A Staff Report from the Straight Dope Science Advisory Board

Can e-mail contain a computer virus?

Dear Straight Dope:

Everywhere on the Internet, everyone has an opinion on whether or not you can send/receive e-mail with a virus in it. Half of us think you can only get a virus from running an infected file. The other half think computers are "spooky, mystery objects that can be infected at anytime by anything" ... from my phrasing obviously you can see which half I'm on. But no one seems to be able to come to a conclusion on it ... a permanent one ... so I'm asking you, what's the Straight Dope on e-mail viri?

The pat answer, Dante, is "No, you cannot get a virus simply from reading your e-mail." It's a physical impossibility, as no matter what method you're using to read your mail, it's only text.

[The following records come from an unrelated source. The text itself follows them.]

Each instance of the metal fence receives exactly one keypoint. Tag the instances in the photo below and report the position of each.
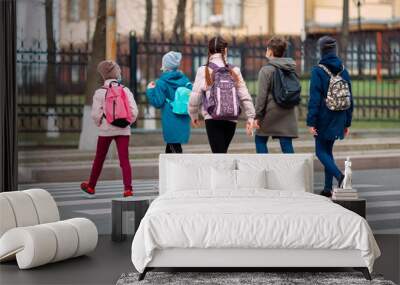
(373, 60)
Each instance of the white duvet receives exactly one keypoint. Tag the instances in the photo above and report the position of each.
(250, 219)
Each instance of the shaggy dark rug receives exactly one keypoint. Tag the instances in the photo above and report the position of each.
(243, 278)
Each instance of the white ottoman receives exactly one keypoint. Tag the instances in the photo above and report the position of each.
(31, 232)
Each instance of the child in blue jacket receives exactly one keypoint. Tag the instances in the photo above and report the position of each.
(325, 125)
(176, 128)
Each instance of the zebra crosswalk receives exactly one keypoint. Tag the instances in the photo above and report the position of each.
(383, 205)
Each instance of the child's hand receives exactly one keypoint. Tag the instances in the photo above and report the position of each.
(249, 128)
(313, 131)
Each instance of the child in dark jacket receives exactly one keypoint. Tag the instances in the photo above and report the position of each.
(176, 128)
(325, 125)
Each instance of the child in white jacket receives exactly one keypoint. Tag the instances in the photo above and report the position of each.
(111, 73)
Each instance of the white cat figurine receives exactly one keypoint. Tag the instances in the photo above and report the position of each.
(347, 174)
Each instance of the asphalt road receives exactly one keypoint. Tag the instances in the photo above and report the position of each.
(380, 187)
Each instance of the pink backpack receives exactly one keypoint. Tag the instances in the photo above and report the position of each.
(116, 108)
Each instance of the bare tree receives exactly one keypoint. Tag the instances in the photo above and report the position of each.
(98, 52)
(179, 25)
(345, 30)
(51, 56)
(149, 20)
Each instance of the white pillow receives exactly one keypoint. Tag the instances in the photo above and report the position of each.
(282, 174)
(185, 176)
(251, 178)
(223, 179)
(280, 180)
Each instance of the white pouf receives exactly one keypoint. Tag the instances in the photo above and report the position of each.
(31, 233)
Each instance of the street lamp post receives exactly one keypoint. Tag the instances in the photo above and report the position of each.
(358, 3)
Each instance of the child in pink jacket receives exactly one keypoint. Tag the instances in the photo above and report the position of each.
(111, 74)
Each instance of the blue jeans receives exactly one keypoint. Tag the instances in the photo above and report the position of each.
(323, 150)
(285, 142)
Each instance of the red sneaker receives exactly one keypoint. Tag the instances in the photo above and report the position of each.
(128, 192)
(87, 189)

Computers use two kinds of files--program files and data files. Program files are (or can be) active; data files are passive. Viruses and trojan horses are actual programs--that is, they initiate a set of instructions to your computer, which then executes them to the best of its ability. When you read mail, what you are doing is having a program (your mail reader, or AOL) acquire a selection of text (data) and display it. In doing so, your mail reader does not in any way execute any additional instructions; all it is doing is displaying text, which is why simply reading your mail is safe.


Certain mail programs (most notoriously AOL's e-mail interface) allow you the ability to download any mail you've received, and also download and extract any attached files. This presents a problem if the file is a self-extracting .zip file, as said file will then be executed by the mail program, causing your system to become infected if the file is, indeed, a trojan horse designed to do just this.

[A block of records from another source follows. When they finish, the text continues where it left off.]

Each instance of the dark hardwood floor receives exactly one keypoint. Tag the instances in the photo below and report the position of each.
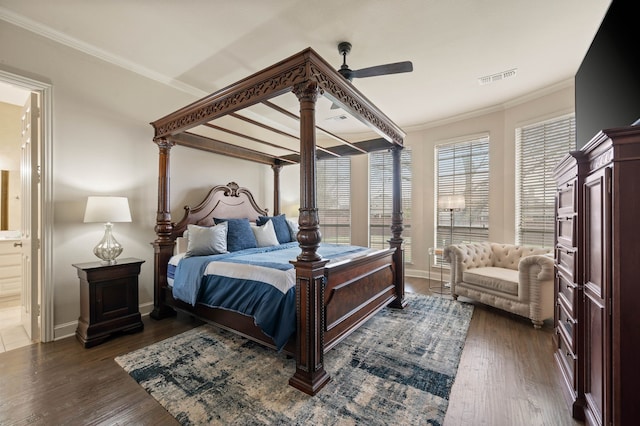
(506, 377)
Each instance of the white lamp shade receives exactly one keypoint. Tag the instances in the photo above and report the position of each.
(107, 209)
(451, 202)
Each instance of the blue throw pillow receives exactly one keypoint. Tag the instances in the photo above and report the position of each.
(280, 224)
(239, 234)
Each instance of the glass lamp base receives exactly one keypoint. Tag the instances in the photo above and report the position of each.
(108, 249)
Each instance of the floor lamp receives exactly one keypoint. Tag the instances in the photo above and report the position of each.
(451, 203)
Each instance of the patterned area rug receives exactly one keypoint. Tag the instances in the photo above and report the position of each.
(398, 368)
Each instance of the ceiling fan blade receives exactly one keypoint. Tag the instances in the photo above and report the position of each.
(394, 68)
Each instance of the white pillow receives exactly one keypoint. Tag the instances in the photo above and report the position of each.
(206, 240)
(265, 234)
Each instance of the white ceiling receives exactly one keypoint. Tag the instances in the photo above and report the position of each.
(200, 46)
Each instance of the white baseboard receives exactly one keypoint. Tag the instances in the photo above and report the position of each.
(62, 331)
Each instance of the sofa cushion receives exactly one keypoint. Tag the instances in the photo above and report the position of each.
(501, 280)
(508, 255)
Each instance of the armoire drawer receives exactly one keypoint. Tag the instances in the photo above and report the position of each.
(566, 359)
(567, 197)
(566, 229)
(566, 261)
(566, 326)
(566, 292)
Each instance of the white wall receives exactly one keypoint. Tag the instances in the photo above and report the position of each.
(102, 144)
(501, 126)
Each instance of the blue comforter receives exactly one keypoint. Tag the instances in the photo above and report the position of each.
(257, 282)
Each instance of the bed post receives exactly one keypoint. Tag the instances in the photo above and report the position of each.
(396, 229)
(310, 375)
(276, 188)
(163, 245)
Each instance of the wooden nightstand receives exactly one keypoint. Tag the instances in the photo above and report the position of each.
(108, 300)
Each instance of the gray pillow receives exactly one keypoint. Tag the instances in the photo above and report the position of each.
(279, 224)
(265, 235)
(206, 240)
(239, 235)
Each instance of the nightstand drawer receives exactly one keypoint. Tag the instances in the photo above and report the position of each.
(108, 300)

As long as your preferences are set to not extract any .zip (or .sit or .arc) files, you should be safe. Better yet, don't allow your program to automatically download attached files at all--that way you don't even have to worry about downloading an inactive virus that's just waiting for you to double-click on it. There is a drawback to labor-saving technology. Imagine that. You're better off just grabbing the mail, and if there's a file attached that you know is safe (and this doesn't include those pictures of women and horses from that Internet address you've never heard of), then go back into your inbox and download it manually.

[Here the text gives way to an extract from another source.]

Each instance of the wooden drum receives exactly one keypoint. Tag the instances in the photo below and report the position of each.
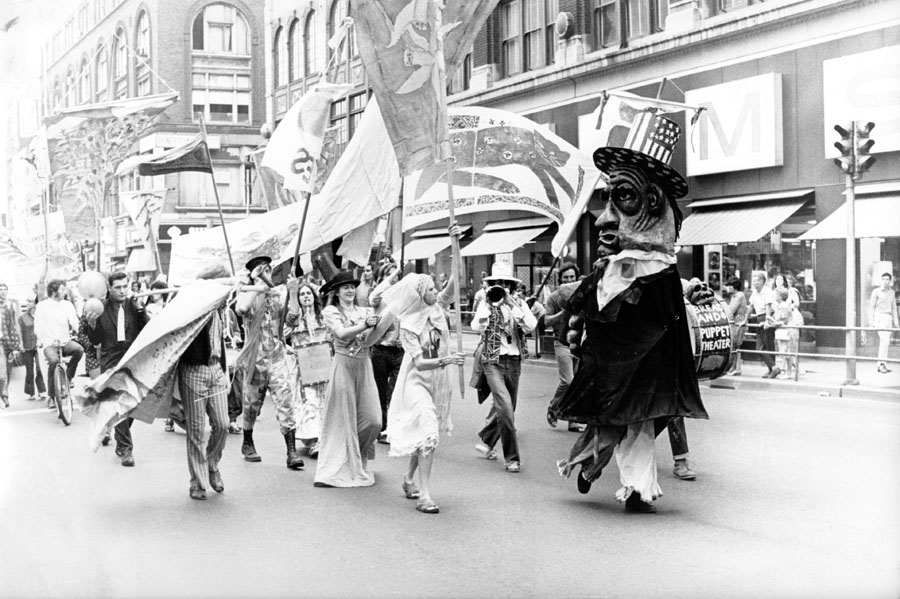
(711, 339)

Personally, I read all my mail that I know contains a virus, just for a laugh. You should see some of this stuff, I'm telling you. I just don't download the file.

Some cautions, in closing:

- There are viruses that can be embedded within popular word-processing documents. In these cases, you download the file, usually ending in .doc, and read it. Problem is, an OLE (Object Linking and Embedding) command has been inserted into the document (usually via a push-button), and is only activated and executed when you instruct the computer to do so by clicking the button--which is almost always labelled "Click here for important information" or something similar that should be a glowing red beacon that you're about to be suckered.

- Run an anti-virus program regularly, no matter what, just to be on the safe side.

- If you're a Windows user, there's a file in your windows directory called "win.ini" that you should become familiar with, especially if you're an AOL user. Check it everytime you reboot or turn on your computer to see if there is anything in the "run=" or "load=" lines, especially anything with the letters "aol" in the filename. It's dead certain you've got a trojan horse if you see that.

- Be especially careful with hyperlinks. On AOL specifically, they can be cruel practical jokes sending you to chat rooms which AOL's Terms of Service department monitors because they are hacker hangouts, and you can get your account cancelled just for being there. Or they can be links to web pages which download files which may be viruses. If you click a link that starts downloading something, cancel the download--even rebooting your computer if necessary to interrupt it.

- Above all, always be careful. If there's a file or link attached to your e-mail, don't mess with it unless you know the sender, their mail lets you know that it really is them somehow, and they offer you an explanation of what the file or link is.